An American gay pop duo previously barred by Singapore authorities have been given permission to perform at an HIV/AIDS awareness concert.
Jason Warner and deMarco DeCiccio, a couple in real life, were stopped from performing their act Jason and deMarco in 2005 when a similar event was being organised by Safehaven, a ministry of the equal rights for all Free Community Church.
At that time, the Media Development Authority (MDA) of Singapore said: “Based on the duo’s performance in the United States and information from the website, the couple have used their musical performances and their own example as a gay couple to promote a gay lifestyle” and as such would be “against the public interest.”
Amy Tsang, the MDA’s director for arts and licensing said that the 2005 concert had been prohibited because it was “open to general members of the public”, according to Fridae.com.
This time round, Safehaven has assured the MDA that the concert, which is for over-18s only, “is targeted at the high risk groups” and that its aim is “AIDS education and HIV prevention.”

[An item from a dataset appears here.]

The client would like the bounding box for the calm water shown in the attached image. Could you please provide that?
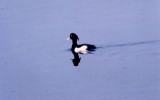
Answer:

Commenting on their decision to ask the authorities to allow the duo to perform for a second time, the event’s co-organiser Peter Goh said:
“We want to give ourselves as well as the authorities another chance to prove that together we can create more space to move the community towards healthy living.”
Mr Warner and Mr DeCiccio, who met in 2001, have released five albums and a single.
Both Christians, the pair has starred in a documentary entitled We’re All Angels about the anti-gay Christian fundamentalist abuse that they have received.
Mr Goh told Fridae.com: “Jason and deMarco are openly gay and we hope the HIV message will go so much further coming from people who are gay themselves.
“The fact that they are a gay duo makes them really unique.
“There are many openly gay artistes around, but you don’t see many gay duos who partner in life as well as in their music careers.”
The concert is being organised to tackle the rise in HIV infection rates amongst gay men in Singapore.
According to Action For Aids, 26 per cent of the 357 new HIV diagnoses reported in 2006 were from gay men.
AFA believes, however, that most cases are unreported and that the true figure is closer to 60 per cent.
Director Paul Toh said: “It is critical that gay men in Singapore realise that safe sex is not an option.
“It is totally non-negotiable if we do not want the HIV epidemic to devastate the community as it did in the US in the late 80s and early 90s.
“If we do not intensify our prevention work today, we certainly will find ourselves in the same situation sooner than we think.”
Last month the Singapore parliament legalised oral and anal sex in private between consenting straight adults in the first changes to the penal codes in more than two decades.
But the ban on “gross indecency” will remain in place and male homosexuals still face up to two years in prison for gay sex.
During the summer the authorities banned a gay photo exhibition, a gay poetry reading during Pride celebrations and a picnic and fun run from the Singapore Botanic Gardens.